Em termos de articulação e organização semântica, as imagens criam as condições necessárias para propor o acesso ao análogo da realidade e contribuem fortemente, dentro do processo cognitivo, para a ativação de imagens vívidas. No caso específico da fotografia, talvez um dos mais recorrentes recursos utilizados em anúncios e peças da comunicação de marketing, a comunicação se dá por meio de recursos cognitivos diretos, sem passar pela intermediação do código simbólico convencionado da linguagem verbal, o que facilita o processamento por parte do receptor. O que pode ser depreendido na sua superfície como um mecanismo de características simples – singelas até – na verdade envolve um grande nível de elaboração e de organização por parte do emissor: na articulação da mensagem promocional do marketing é dedicado grande cuidado na sua elaboração e diversos especialistas funcionais trabalham para definir sua articulação.

Considerando-se, hipoteticamente, um anúncio publicado em uma revista feminina que mostra uma modelo sorridente, carregando um buquê de flores para falar a respeito de desodorantes, houve inicialmente o trabalho de um diretor de arte, responsável funcional pela parte visual de anúncios, que atuou na definição da imagem pretendida: seu corte, seu enquadramento, o assunto a ser representado. A execução técnica desse trabalho foi então atribuída a um fotógrafo, que fez seleções de realização, como a escolha da modelo, o figurino, o local da fotografia, a iluminação pretendida, o foco, o enquadramento e realizou o clique propriamente dito. Esse original fotográfico passou então para a etapa do tratamento técnico, na qual um especialista em retoques, equalização de níveis de cores e de saturação, atuou para desenvolver um maior nível de perfeição estética à imagem escolhida. Ela então foi diagramada com a justaposição de textos, títulos e logomarcas; passou por um processo de tradução em matrizes de impressão e sofreu até mesmo o efeito contextual da colocação em determinada revista, num específico universo editorial. Ao ter o anúncio em mãos, a leitora- alvo do emissor inicial, provavelmente não se dedicará a aprofundar o grau de entendimento necessário para identificar todas as etapas envolvidas naquilo que se apresenta ao seu processamento cognitivo. Para essa leitora hipotética, o que se vê é uma foto de uma linda moça carregando um buquê de flores para anunciar um determinado desodorante, nada mais do que isso.

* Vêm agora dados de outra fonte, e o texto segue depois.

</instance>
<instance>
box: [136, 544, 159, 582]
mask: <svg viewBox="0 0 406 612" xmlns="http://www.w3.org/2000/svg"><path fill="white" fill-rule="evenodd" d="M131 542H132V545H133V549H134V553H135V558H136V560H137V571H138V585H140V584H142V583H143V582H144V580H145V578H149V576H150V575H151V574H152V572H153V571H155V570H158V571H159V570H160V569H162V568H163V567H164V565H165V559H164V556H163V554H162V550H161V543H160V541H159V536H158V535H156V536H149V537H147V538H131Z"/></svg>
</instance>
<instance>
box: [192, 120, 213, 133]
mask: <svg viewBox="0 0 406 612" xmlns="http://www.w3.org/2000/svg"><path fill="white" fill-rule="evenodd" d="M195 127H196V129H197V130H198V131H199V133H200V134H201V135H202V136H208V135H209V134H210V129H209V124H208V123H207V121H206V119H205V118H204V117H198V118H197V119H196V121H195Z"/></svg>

Ao analisar o poder discursivo das imagens, Eco (1986) reconhece que é evidente que as imagens comunicam, mas que isto não permite a conclusão de que elas possam ser analisadas por procedimentos análogos aos aplicados à análise do meio de comunicação por excelência,

a linguagem falada ou escrita. Se há uma grande dificuldade na abordagem teórica das imagens, parece, porém, ser consensual que nenhuma imagem utilizada pelo marketing é escolhida ao acaso. Ao se aceitar a formulação de Greimas (apud FLOCH, 2000) de que “nenhuma figuração é inocente”, então é necessário reconhecer que a escolha de formas, cores, cortes, enquadramentos, atributos de foco e distância são aspectos determinantes para o estabelecimento do sentido a ser comunicado pelo agente emissor.

A imagem deve ser tratada, desta forma, como um texto. Um discurso que possibilita pela sua análise o rastreamento das intenções de um dado emissor, considerando-se o contexto associado e uma percepção assumida de quem é o seu receptor objetivado. No caso da comunicação de marketing, o emissor será alguém, na maioria das vezes uma organização, que tem o interesse de informar, persuadir e influenciar a percepção de seus mais diversos públicos.